The Board of Directors is hereby irrevocably appointed an attorney-in-fact for the Unit Owners of all the Units, and for each of them, to manage, control, and deal with the interests of such Unit Owners in the Common Elements of the Condominium so as to permit the Board of Directors to fulfill all of its powers, function, and duties under the provisions of the Act, the Declaration, and these Bylaws, and to exercise all of its rights thereunder and to deal with the Building upon its destruction and the proceeds of any insurance indemnity as hereinafter provided. This power shall include but shall not be limited to, the right to represent the Association and all Unit Owners in any proceedings, negotiations, settlements, or agreements, relating to any losses or proceeds from condemnation, destruction, or liquidation of all or a part of the Condominium or from the termination of the Condominium, and the right to grant easements and licenses from time to time affecting the Common Elements with respect to sewer lines, water lines, electrical cables, telephone cables, gas lines, storm drains, underground conduits, or such other purposes related to the provision of public utilities or as may be considered necessary or appropriate by the Board of Directors for the preservation of the health, safety, convenience, or welfare of the Unit Owners of the Units, or any of them.
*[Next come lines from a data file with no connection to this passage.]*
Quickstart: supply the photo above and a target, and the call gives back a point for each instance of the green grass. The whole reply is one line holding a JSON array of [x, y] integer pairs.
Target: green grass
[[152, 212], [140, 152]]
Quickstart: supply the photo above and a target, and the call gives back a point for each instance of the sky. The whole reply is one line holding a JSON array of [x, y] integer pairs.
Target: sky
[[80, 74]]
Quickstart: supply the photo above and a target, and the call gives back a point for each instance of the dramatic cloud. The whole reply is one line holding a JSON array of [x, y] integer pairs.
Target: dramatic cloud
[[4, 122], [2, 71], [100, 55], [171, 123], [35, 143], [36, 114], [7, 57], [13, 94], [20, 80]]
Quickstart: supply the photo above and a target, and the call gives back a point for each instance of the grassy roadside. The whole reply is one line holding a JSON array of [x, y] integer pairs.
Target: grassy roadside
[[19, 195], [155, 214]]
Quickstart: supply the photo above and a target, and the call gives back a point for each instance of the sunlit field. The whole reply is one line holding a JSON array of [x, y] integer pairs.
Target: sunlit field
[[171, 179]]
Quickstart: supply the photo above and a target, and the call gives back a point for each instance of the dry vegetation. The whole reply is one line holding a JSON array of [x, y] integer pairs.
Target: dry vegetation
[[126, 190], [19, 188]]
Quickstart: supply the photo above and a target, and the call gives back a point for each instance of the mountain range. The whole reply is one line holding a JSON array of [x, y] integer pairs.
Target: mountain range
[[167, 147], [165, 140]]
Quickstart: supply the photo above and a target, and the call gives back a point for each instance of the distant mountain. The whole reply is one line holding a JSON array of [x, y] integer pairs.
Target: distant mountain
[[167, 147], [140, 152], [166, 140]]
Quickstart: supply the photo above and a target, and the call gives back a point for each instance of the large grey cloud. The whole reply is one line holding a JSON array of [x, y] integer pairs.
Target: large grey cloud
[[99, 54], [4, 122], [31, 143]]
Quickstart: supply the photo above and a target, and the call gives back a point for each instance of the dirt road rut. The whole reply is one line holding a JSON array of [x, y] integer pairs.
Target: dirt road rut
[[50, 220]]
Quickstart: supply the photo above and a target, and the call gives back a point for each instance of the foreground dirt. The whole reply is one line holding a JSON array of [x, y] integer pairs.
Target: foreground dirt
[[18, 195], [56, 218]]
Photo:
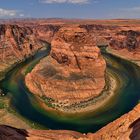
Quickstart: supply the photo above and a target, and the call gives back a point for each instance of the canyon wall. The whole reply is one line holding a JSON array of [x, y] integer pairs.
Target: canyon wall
[[125, 128], [18, 42], [75, 60], [126, 43], [67, 69]]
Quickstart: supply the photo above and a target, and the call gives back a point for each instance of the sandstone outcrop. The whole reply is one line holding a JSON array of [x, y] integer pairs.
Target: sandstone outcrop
[[16, 44], [125, 128], [75, 61], [126, 43]]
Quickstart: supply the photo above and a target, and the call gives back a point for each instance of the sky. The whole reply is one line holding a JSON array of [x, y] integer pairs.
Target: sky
[[87, 9]]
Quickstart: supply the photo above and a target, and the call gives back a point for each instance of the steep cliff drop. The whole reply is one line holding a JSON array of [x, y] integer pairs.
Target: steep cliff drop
[[73, 73], [16, 44]]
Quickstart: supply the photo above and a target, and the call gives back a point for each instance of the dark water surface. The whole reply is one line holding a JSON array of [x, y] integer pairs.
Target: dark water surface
[[125, 98]]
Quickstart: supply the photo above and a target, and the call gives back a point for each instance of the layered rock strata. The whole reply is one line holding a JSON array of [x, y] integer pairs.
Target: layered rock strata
[[125, 128], [16, 43], [126, 43], [73, 73]]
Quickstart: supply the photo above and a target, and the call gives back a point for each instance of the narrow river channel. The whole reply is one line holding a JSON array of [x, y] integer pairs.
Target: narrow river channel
[[24, 103]]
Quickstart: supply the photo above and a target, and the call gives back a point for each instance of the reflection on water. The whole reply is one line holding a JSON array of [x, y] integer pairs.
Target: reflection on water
[[26, 105]]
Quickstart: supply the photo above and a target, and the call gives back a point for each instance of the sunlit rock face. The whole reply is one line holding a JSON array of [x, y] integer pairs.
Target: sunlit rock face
[[126, 127], [16, 44], [45, 32], [73, 72], [129, 40]]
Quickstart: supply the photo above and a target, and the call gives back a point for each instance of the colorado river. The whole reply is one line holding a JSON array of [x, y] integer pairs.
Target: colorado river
[[25, 104]]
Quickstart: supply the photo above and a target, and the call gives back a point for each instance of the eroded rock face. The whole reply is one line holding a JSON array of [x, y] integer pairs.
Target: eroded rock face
[[45, 32], [75, 61], [16, 44], [129, 40], [126, 127]]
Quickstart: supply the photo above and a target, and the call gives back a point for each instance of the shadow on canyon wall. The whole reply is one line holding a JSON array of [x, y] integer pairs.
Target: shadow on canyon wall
[[135, 126], [10, 133]]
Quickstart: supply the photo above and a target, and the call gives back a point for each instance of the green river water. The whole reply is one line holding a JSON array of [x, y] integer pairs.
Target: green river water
[[25, 104]]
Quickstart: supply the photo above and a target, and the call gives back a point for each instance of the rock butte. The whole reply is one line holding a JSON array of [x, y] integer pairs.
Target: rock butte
[[75, 61], [20, 41]]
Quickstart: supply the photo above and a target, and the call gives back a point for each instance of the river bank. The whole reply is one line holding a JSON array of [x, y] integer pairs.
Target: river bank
[[28, 107], [8, 114]]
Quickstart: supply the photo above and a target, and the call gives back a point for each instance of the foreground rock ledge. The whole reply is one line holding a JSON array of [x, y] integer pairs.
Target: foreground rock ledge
[[125, 128], [74, 72]]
The foregoing shall be deemed to be a power coupled with an interest, and the acceptance by any person or entity of any interest in any Unit shall constitute an appointment of the Board of Directors as attorney-in-fact, as aforesaid, This power shall be in addition to any authority to grant easements or licenses given to the Board of Directors in the Act, in the Declaration, or in these Bylaws.
20. Committee of Owners
A. Establishment The Board of Directors may establish such committees of owners as it deems useful to assist it in its functions, consisting of three or more Unit Owners appointed by the Board of Directors, each to serve for a term of one year, in order to:
1) provide for visual harmony and soundness of repairs;
2) further the comfort of the Unit Owners, their guest and tenants; and
3) promote the general welfare and safety of the condominium community.
B. Authority Any committee shall have such duties, power and authority as the Board of Directors may from time to time provide by resolution. The Board of Directors may relieve any committee of any of its duties, powers and authority either generally or on a case by case basis. A committee shall carry out its duties and exercise its powers and authority in the manner proved for in the Rules and Regulations or by the Board of Directors.
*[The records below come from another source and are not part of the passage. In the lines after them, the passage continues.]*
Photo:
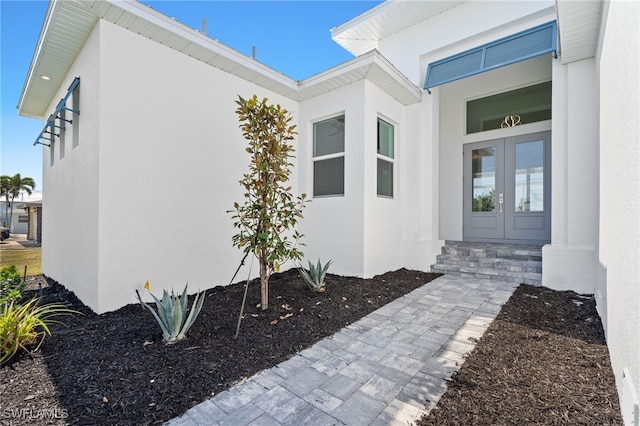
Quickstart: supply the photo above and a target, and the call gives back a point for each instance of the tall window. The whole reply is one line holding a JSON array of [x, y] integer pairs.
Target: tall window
[[328, 157], [62, 122], [385, 158], [76, 117]]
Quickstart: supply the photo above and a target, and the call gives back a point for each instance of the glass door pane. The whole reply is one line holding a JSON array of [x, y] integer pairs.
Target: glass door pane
[[529, 176], [483, 179]]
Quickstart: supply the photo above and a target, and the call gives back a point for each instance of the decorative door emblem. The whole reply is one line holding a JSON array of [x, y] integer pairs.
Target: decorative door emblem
[[510, 121]]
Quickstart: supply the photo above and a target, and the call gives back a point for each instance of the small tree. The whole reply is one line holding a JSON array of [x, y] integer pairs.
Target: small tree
[[270, 210]]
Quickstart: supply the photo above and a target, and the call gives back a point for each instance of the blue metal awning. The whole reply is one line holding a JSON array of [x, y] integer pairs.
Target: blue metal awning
[[49, 131], [509, 50]]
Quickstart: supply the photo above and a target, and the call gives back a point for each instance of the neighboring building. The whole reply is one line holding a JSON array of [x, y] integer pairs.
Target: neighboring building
[[23, 220], [387, 142]]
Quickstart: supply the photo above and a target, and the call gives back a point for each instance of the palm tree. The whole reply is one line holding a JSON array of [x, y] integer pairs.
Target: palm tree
[[10, 187], [5, 190]]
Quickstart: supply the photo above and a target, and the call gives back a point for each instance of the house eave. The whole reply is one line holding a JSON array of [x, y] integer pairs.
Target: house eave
[[364, 32], [79, 17], [371, 66]]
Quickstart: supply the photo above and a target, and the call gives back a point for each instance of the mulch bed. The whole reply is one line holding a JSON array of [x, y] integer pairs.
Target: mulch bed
[[543, 360], [114, 368]]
C. Limitation on Powers Any action, ruling or decision of any committee may be appealed to the Board of Directors by any party deemed by the Board of Directors to have standing as an aggrieved party and the Board of Directors may modify or reverse any such action, ruling or decision.
D. Particular Committee Among the committees the Board may establish are the following:
1) Covenants Committee The Committee shall enforce the mutual covenants of Unit Owners and shall, within that function, regulate the repair, improvement and exterior appearance of individual Units, insofar as these affect the Common Elements or the interest of other Unit Owners. The Covenants Committee shall have the power to issue cease and desist request to a Unit Owner, his guest, invitee, or lessees whose actions are inconsistent with the provisions of the Act, the Condominium Instrument or the Rules and Regulations (upon petition of any Unit Owner or upon its own motion). The Covenants Committee shall form time to time, as required, provide interpretations of the Condominium Instrument and Rules and Regulations when requested to do so by a Unit Owner or the Board of Directors.
2) Facilities Committee The Facilities Committee shall regulate and determine the external design, appearance, use and maintenance of the Common Elements in accordance with standards and guidelines adopted by the Board of Directors.